Choice! That’s what elections (like the free market and America itself) are all about. You can choose to support the right to an abortion and (possibly) healthcare for trans children as long as you also choose the ethnic cleansing of Palestine and the deaths of tens of thousands of women, children, and men. Of course, even if Harris wins, abortion rights will have to be fought for on the state level, referendum by referendum—the Democrats chose to do nothing on the federal level when they controlled the presidency, Senate, and House, and it’s hard to see how they could do so now. Still, life will feel better and more predictable for blue-state professionals and their young (myself included) if she wins.

It’s easy to fault the Germans who put up with Hitler or even enthused about him; after all it was their neighbors as well as people in distant lands who took it in the neck. Here the killing is far enough away that we can almost pretend it’s not happening. And someone else is doing it—we’re just providing the bombs, the money, and the diplomatic support. And anyway, what else are we (just like those Germans) supposed to do? Like them, we actually have no choice in the matter, so long as we accept the “rules-based liberal order.” Unlike the Germans under National Socialism, we can (as of this writing) still protest without immediate arrest, but whoever wins the election the US will continue to supply Israel with the weapons it needs for its murder spree. No government will act forcefully to stop the organized mass starvation of northern Gaza. Especially now that Saudi Arabia is flexing the muscles of its oil-powered independence, Israel remains the dependable, most powerful ally of the US in the Middle East, at a time of declining American international hegemony. The Netanyahu government can be as fascist as it chooses, while Harris warns Americans about Trump’s black-shirt leanings.

The half of voters who favor Trump, apart from the few who look forward to paying even less taxes and having even more freedom to market crypto scams, seem to believe the president controls the economy. And still more amazingly, the fraction of those voters who are not upper middle class believe that this right-wing nut, of all people, will bring hard-working Americans higher wages and lower prices. But the Republicans will no more than the Democrats be able to “bring back manufacturing” and reverse the socio-economic decline of “white non-college-educated” workers. Whatever the voters choose, living and working conditions will continue to degrade; poverty and homelessness will continue to increase; and war will devour economic resources, while the climate rushes onward to 3°C.
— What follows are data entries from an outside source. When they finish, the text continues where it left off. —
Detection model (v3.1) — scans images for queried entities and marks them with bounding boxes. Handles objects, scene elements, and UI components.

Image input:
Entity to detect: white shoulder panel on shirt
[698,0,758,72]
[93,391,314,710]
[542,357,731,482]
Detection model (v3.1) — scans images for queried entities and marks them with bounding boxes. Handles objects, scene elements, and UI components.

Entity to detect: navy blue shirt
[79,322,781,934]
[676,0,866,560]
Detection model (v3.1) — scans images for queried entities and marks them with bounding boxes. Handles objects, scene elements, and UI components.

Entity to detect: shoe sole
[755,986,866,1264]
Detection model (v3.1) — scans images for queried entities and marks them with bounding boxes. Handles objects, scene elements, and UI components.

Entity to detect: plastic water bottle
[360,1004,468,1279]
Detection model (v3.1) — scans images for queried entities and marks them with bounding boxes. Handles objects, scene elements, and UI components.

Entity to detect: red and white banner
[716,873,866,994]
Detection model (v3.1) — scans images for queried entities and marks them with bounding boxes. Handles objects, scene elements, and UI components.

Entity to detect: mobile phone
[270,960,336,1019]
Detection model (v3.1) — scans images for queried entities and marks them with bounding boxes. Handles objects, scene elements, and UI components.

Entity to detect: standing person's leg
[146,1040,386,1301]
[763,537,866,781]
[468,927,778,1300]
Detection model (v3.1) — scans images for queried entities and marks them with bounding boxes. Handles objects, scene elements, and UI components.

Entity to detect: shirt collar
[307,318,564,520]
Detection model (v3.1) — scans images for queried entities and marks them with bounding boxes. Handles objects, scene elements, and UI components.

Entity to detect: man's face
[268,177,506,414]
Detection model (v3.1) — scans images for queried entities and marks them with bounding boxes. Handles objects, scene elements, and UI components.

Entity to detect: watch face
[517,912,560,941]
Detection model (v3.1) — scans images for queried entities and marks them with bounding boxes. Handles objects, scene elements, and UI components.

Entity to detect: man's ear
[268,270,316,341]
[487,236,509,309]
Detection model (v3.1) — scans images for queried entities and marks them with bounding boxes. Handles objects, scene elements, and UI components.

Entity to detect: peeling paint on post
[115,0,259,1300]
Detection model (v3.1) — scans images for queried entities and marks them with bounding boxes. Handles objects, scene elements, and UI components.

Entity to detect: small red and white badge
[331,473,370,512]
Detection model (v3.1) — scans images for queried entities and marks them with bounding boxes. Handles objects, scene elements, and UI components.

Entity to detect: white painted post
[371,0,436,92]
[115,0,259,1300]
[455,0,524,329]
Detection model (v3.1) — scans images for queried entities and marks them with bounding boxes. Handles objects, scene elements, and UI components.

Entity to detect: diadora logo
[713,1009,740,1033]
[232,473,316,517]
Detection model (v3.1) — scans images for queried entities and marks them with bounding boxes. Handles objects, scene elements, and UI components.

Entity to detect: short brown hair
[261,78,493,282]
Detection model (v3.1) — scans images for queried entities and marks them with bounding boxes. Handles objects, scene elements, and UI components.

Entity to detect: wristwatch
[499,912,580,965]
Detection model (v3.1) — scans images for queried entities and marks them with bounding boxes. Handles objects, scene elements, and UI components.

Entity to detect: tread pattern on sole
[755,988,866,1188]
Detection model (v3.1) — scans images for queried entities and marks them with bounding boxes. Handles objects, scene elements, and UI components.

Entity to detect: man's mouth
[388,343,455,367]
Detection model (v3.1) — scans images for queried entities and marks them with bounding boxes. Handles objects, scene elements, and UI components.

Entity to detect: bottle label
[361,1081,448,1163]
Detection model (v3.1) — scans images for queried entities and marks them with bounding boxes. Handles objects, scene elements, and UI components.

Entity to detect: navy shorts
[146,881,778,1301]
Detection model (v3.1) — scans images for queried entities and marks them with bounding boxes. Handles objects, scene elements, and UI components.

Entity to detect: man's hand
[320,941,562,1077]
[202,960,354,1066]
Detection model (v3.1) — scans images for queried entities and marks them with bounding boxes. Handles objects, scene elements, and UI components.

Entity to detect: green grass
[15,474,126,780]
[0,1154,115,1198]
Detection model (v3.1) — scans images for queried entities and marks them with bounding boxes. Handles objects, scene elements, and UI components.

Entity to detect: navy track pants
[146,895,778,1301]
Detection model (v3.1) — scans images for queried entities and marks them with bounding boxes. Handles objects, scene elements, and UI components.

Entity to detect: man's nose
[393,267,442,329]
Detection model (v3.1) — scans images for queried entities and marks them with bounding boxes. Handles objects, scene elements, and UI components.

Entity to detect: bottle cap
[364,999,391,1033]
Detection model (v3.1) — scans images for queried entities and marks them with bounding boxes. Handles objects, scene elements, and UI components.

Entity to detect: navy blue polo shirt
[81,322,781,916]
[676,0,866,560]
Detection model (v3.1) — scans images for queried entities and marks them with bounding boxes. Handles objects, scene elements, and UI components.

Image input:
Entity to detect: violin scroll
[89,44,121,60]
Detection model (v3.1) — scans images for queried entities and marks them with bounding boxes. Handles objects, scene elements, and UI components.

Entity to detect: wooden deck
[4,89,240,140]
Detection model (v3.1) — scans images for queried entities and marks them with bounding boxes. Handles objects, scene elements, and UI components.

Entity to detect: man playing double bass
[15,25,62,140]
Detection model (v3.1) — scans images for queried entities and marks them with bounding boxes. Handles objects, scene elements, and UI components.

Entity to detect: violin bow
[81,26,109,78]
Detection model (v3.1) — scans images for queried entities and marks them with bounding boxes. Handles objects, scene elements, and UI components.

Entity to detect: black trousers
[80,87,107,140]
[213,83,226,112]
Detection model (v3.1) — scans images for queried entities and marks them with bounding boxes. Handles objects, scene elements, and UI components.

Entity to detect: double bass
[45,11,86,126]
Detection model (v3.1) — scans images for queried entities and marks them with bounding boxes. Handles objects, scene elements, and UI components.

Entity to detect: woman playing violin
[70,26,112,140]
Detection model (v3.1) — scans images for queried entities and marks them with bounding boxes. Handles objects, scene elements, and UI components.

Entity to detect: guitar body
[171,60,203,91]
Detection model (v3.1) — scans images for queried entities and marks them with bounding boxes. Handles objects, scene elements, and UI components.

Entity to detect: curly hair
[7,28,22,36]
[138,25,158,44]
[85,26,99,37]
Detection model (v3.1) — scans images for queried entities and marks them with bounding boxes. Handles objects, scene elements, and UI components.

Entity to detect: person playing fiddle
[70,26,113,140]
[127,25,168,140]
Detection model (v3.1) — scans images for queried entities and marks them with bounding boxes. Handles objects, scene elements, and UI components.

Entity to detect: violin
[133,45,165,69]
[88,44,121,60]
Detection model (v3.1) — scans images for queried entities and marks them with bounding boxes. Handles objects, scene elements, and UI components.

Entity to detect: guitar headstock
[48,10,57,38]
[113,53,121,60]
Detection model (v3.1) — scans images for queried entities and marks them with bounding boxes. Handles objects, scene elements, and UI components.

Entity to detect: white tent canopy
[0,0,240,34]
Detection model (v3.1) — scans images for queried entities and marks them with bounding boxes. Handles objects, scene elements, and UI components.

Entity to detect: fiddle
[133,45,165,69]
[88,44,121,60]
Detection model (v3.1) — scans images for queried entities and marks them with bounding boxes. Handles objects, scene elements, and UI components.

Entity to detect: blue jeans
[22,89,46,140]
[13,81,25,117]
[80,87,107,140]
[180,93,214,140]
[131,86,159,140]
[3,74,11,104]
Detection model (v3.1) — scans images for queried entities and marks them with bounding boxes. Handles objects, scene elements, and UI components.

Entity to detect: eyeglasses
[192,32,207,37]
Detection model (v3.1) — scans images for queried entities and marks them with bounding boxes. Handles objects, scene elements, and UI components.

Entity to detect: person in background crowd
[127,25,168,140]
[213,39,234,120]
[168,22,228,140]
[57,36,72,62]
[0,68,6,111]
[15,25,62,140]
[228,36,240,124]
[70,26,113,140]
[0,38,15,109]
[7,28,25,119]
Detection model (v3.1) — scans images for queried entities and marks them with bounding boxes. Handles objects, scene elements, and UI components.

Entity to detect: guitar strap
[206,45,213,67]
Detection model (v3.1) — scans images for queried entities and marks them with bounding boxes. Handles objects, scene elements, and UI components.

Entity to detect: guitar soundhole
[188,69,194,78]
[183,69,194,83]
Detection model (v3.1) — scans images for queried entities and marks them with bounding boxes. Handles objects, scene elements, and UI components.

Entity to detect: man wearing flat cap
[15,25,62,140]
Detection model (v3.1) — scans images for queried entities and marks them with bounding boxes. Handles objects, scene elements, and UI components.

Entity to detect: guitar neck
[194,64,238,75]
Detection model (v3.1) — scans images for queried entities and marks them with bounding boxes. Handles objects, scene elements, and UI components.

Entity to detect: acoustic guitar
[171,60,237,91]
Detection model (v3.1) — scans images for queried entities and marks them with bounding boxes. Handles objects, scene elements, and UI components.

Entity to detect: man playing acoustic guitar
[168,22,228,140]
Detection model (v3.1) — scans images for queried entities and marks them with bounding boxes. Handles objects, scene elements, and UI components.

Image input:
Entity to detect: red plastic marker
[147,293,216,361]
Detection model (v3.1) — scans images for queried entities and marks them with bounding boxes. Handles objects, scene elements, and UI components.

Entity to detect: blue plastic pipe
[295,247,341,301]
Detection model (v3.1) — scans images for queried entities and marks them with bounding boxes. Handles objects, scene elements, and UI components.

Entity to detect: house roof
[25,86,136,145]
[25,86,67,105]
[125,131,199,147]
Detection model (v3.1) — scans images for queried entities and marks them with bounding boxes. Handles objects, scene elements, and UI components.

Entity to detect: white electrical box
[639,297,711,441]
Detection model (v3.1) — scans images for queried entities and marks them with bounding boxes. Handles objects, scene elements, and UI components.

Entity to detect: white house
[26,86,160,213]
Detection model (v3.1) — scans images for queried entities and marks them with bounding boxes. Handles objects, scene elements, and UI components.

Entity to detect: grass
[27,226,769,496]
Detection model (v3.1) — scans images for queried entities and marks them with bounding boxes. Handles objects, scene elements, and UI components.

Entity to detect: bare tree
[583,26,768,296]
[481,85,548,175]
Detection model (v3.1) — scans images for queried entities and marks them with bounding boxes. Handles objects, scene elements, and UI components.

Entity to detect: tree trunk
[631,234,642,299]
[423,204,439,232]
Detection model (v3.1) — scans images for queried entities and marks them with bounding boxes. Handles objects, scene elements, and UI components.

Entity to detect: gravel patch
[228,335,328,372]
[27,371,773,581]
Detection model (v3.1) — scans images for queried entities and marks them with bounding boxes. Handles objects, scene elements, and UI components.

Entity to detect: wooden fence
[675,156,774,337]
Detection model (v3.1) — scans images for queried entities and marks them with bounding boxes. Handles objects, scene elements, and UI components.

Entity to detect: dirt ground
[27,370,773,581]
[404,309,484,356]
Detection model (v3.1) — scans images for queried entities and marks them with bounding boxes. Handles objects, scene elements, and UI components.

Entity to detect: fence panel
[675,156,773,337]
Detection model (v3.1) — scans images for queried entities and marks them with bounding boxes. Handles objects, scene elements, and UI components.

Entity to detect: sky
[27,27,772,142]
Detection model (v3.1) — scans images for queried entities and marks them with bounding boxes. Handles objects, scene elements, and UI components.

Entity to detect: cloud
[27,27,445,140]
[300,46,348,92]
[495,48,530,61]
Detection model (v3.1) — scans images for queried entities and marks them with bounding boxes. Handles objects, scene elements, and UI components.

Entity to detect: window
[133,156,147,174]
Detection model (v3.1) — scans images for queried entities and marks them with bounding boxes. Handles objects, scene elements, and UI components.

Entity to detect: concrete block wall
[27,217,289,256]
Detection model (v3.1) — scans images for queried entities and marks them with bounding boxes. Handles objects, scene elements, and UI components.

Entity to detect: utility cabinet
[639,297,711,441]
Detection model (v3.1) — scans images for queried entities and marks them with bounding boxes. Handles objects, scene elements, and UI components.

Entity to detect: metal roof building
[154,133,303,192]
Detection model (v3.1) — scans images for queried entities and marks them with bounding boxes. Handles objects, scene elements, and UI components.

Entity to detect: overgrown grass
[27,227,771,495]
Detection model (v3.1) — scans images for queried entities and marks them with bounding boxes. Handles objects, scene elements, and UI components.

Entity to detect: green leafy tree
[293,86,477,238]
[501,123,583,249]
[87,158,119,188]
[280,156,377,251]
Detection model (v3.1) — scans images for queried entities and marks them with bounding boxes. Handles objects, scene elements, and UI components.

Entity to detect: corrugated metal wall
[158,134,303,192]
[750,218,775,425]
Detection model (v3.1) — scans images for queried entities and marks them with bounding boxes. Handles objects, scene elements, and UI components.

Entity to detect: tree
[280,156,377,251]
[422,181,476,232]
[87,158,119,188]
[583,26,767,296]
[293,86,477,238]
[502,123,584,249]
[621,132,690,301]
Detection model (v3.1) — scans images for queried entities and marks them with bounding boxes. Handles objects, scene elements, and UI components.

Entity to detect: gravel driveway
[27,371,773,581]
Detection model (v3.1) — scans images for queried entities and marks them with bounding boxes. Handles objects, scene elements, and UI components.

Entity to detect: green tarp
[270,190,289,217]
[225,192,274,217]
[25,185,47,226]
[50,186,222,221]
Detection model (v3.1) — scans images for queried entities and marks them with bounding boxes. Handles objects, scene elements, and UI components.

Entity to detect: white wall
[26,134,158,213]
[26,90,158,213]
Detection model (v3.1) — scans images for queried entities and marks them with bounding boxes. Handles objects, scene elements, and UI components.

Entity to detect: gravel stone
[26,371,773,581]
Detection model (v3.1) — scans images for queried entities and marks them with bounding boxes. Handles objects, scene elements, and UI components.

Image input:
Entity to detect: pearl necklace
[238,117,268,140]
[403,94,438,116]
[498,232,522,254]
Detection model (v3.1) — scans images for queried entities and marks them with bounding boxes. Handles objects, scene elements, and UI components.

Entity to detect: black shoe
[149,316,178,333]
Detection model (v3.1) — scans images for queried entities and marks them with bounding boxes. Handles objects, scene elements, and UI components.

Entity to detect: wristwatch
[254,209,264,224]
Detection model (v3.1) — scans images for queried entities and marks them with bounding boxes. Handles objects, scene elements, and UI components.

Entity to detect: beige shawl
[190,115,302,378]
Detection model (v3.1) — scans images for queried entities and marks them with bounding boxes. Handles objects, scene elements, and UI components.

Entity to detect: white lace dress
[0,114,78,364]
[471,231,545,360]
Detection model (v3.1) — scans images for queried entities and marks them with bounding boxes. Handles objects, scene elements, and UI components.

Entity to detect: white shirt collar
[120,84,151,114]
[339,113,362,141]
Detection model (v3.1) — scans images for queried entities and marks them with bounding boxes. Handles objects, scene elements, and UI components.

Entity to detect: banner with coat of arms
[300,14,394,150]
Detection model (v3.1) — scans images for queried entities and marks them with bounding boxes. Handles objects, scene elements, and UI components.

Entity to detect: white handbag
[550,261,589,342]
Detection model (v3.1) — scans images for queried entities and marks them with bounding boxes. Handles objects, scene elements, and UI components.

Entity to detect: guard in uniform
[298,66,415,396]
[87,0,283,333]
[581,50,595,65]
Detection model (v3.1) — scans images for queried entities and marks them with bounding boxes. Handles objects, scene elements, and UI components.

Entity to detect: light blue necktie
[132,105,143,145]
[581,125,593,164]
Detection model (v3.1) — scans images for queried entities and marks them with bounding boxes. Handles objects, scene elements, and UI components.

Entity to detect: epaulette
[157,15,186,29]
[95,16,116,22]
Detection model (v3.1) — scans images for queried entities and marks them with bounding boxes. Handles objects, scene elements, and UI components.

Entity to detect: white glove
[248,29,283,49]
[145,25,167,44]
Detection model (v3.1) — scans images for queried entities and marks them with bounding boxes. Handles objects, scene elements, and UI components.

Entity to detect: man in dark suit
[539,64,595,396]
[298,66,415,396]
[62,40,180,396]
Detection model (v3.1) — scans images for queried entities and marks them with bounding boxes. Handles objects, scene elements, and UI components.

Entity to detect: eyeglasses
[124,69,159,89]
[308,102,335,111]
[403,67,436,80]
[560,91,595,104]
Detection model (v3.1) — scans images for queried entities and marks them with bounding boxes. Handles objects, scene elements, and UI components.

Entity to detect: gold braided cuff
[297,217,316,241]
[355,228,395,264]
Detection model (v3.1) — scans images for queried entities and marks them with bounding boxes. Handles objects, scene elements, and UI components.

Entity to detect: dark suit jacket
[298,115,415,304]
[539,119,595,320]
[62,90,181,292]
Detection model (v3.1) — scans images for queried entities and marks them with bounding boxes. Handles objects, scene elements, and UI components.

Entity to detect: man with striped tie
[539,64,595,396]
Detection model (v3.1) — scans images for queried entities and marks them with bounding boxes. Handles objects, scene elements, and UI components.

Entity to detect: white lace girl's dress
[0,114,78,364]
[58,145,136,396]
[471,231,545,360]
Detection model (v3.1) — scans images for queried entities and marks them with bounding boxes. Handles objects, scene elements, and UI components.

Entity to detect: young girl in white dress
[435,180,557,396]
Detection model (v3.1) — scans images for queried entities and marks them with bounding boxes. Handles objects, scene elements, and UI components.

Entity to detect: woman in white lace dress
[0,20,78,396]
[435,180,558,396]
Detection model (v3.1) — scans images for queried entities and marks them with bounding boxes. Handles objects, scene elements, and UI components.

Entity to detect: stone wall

The feel of the campaigns is certainly different. While “joy” has given way to celebrity-themed vacuity on the Harris side, Trump’s rallies get darker and weirder. But the actual differences are far less significant than the vibes would indicate. Although Trump talks big about “energy supremacy,” under Biden oil and gas production actually increased to historical highs; Harris’s unchanging values are all in on fracking. A victory for either party will not affect the fossil fuel companies’ expansion plans. And both parties are committed to making immigrants suffer; now that Trump has switched to the impossible project of mass deportation, Harris has taken up The Wall, promising to finish what Obama started. They vie for who can be more brutal to the global poor at the border, though the promise to solve the “migration crisis” can hardly be kept.

That the choice offered by this election even seems worth discussing testifies to the poverty of real choices. The slaughter in Gaza, the weather, the immiseration of the working class, the fear and dislike of people who look different or want to live differently—all these are manifestations of a social system, a way of life, so all-encompassing and with so little space for change as to be immune to protest. Could this be why the two sides are so evenly matched: that negligible concrete differences render the whole “choice” frozen, static, nearly meaningless? Especially since, as experts tell us, the election will actually be decided by 150,000 voters in a handful of neighborhoods, with all other votes basically playing no role except as a sort of background noise?

From time to time there are reminders that other modes of life are possible. The burning of the Third Precinct in Minneapolis in 2020, the uprising in Chile the year before that, last year’s mass anti-government fights in Kenya and Bangladesh suggest that when patience runs out, people will try something new. So far, all such attempts have been crushed or defanged, but who knows what a few more decades of fires, floods, and housing crisis will produce?